Myanmar officially welcomes thousands of athletes today for the Southeast Asian Games, an event billed as a coming-out party for the former pariah nation emerging from decades of international isolation. The opening ceremony for the regional showpiece is being held in a spotless, purpose-built 30,000-capacity stadium in Naypyidaw, the utilitarian capital built by secretive generals — far from the bustle of commercial capital Yangon.
Myanmar, formerly known as Burma, last hosted the Games more than four decades ago and the return of the multi-sport event comes as political and economic reforms sweep the impoverished nation following the dissolution of the ruling junta in 2011.
The Games are held every two years, offering regional bragging rights and a chance for athletes from lesser sporting nations to shine in sports ranging from athletics to the obscure cane-ball game chinlone and martial arts vovinam and pencak silat.
Myanmar currently top the medals table after accusations in the run-up that in excluding the likes of tennis and gymnastics, the host nation was guilty of of cherry-picking events to help home athletes.
Thousands of curious local fans have been lured to the games, with many determined to grasp the chance to interact with foreign guests.
“It’s so good for us, it’s so exciting... For a long time, people didn’t see what Myanmar was like and we didn’t see what other people were like. It’s a chance to change that,” 20-year-old aspiring tour guide Moh Moh Nay Wynn said.
Local media, entirely state-controlled until recently, have reflected that buzz, but have also been peppered with appeals by officials for citizens to respect regional norms after years in the shadows.
A daily Southeast Asian Games official newspaper has carried notices from Myanmar’s soccer manager urging his players to refrain from robust tackling, while signs across the vast main complex appeal to locals not to spit betel nut — with limited success.
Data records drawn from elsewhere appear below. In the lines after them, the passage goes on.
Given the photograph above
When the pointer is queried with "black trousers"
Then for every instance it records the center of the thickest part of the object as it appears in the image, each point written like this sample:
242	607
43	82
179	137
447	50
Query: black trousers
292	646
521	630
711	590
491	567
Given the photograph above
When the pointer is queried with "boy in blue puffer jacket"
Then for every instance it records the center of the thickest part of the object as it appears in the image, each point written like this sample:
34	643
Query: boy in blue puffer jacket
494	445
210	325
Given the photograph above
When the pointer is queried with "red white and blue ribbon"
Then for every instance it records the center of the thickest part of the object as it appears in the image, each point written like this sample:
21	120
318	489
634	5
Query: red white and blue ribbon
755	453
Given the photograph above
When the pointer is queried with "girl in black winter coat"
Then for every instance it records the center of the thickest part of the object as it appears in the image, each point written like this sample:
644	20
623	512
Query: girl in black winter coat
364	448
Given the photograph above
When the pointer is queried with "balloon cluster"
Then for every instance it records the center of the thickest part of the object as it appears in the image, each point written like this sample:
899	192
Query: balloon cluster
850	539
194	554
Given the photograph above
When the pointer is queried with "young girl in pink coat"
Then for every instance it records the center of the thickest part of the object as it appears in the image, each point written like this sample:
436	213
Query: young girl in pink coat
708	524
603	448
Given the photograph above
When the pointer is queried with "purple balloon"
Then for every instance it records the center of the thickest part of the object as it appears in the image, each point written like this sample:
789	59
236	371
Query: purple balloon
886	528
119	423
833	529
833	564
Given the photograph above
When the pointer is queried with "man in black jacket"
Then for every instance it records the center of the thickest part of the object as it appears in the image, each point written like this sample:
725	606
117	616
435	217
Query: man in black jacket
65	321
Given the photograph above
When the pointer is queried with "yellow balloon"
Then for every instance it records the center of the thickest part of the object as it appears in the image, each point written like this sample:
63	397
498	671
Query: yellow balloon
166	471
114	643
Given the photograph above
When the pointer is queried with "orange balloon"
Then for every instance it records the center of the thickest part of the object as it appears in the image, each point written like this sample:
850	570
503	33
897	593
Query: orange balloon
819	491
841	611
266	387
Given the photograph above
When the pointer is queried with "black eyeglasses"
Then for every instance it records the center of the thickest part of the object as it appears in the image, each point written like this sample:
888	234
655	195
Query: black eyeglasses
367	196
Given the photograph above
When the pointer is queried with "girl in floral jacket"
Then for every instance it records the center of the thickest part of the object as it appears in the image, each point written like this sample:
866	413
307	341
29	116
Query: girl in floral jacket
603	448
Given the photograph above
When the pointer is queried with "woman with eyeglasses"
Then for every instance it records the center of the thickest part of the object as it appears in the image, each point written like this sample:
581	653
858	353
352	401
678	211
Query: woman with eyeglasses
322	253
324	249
Most of the 22-day competition has been taking place in Naypyidaw, a sleepy, planned city 300km north of Yangon, which hosts the early rounds of men’s soccer, plus body-building, weightlifting and kempo, a martial art.
And while the purpose-built facilities have won praise, the distance, lack of hotels and poor transport links between venues have left the event shorn of foreign fans.
The overwhelming majority of those who have made the journey are the thousands of athletes and media, but fears over empty seats appear to have eased with busloads of local students taking up free tickets.
“The Southeast Asian Games is important for the status of a country,” said Thiha Saw, a veteran journalist who has taken advantage of the thaw in press controls to publish a daily private newspaper.
“We haven’t held it for 44 years. As hosts, the country’s reputation grows. That is something Myanmar is seeking,” he said.